Говорил с трудом, но мягко, даже как-то виновато. Обижаться на отказ даже не подумал в этот раз. И голос его, бьющий всегда шумным литым напором, показался мне скомканным, изломанным, рассыпающимся.
Ночью я спала плохо, винила себя в том, что не уберегла его… Еще и в помощи отказала. Корила себя в нечуткости. В тот момент я была поглощена собой, своим гонором, обидами, а надо стать сестрой милосердия, чтоб залечить его раны, я должна была успокоить и отогреть его душу, одинокую, заблудшую…
Утром я в панике и страхе звоню Жанне.
– Юрка сорвался! Где его искать? Он сам как-то обмолвился, что от этого можно умереть, хорошо, если откачают.
Жанна стала припоминать по разговорам круг его знакомых. Женя Власов!
– Власов Евгений? Кажется, и я его знаю. Как-то была на его лекции по эзотерике и астрологии. Он такой правильный, не пьет, ни курит. Странно, что они друзья – и по характеру, и по образу жизни вообще нет ничего общего…
Я нахожу по телефонному справочнику его номер. Отвечает заспанный мужской голос – время восемь утра. Я объясняю ситуацию.
– Скажите, где он живет?
Власов адреса не сообщает. Его тон выдает легкую досаду, оттого что интересуются не им, а этим алкашом и бабником, и ведь летят к нему, словно бабочки на огонь, – ведь поматросит и бросит, непонятно, что они в нем находят...
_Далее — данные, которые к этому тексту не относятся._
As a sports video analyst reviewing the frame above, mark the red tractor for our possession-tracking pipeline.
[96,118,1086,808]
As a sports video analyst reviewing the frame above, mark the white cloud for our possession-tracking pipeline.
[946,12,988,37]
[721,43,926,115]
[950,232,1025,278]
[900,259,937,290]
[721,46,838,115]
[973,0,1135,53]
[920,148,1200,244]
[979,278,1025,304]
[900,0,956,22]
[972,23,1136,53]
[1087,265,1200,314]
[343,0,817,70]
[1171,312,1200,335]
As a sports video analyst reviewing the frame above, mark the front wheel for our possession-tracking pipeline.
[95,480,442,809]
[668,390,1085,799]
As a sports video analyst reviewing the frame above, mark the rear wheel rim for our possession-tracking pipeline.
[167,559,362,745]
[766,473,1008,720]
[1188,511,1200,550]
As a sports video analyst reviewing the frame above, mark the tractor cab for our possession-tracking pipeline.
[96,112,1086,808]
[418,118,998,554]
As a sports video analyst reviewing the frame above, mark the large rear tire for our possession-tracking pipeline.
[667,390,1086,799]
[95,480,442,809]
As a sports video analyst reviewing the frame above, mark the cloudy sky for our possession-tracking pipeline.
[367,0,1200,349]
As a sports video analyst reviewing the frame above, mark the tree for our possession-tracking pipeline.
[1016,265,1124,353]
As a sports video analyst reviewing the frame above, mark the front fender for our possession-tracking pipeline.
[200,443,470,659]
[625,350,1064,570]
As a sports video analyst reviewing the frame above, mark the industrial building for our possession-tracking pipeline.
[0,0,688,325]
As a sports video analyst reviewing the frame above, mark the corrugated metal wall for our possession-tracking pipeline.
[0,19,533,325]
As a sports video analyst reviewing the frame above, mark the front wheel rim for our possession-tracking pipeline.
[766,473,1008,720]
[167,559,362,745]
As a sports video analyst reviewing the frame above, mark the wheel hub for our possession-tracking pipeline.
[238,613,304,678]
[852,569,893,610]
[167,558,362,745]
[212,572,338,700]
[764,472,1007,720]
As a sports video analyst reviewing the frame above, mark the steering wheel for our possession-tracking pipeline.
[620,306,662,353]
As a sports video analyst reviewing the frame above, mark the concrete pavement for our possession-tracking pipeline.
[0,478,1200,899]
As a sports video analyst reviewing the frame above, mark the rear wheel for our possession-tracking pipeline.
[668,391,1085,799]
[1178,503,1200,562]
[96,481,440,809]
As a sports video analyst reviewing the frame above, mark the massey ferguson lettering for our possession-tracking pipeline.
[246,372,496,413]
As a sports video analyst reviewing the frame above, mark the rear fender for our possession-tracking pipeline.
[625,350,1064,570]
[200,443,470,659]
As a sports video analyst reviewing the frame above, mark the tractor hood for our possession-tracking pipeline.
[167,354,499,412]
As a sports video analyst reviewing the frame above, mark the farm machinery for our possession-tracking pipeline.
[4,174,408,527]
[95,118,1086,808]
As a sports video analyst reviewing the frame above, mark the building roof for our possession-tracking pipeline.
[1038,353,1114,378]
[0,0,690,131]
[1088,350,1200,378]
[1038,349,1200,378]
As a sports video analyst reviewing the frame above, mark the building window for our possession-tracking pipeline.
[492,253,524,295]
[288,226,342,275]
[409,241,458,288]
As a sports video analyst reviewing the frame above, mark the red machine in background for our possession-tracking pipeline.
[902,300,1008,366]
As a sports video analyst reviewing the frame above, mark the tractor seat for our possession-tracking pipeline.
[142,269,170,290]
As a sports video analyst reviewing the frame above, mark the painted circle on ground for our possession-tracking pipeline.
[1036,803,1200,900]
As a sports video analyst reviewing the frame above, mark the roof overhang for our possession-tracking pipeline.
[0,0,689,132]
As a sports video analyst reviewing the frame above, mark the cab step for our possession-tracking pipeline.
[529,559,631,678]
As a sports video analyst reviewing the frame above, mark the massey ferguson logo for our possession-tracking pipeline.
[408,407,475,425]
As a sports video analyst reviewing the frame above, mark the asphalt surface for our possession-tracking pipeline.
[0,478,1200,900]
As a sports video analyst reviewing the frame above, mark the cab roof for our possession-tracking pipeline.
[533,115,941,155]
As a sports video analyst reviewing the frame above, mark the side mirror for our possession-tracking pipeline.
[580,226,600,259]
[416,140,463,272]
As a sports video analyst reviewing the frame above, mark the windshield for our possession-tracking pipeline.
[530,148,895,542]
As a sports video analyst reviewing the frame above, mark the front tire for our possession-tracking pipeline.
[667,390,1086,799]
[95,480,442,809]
– Я сам найду его, – успокоил он. – С ним все в порядке, вы не волнуйтесь, если бы ему было очень плохо, он сам бы пришел ко мне. Не позвонил бы, а пришел. Вы – Геля?
Ах, вот оно что!!! Значит, ее зовут Геля… И чего это я устроила такой переполох? Может, он сейчас с ней, с этой Гелей. Тогда зачем его искать? Она и позаботится о нем… эта Геля…
Да уж, действительно, это была моя глупость – всех знакомых на уши поднять и бросить на поиски погибающего Райсберга! Да и зачем его искать-то было – ха-ха! – вот он и сам в воскресенье под вечерок объявился!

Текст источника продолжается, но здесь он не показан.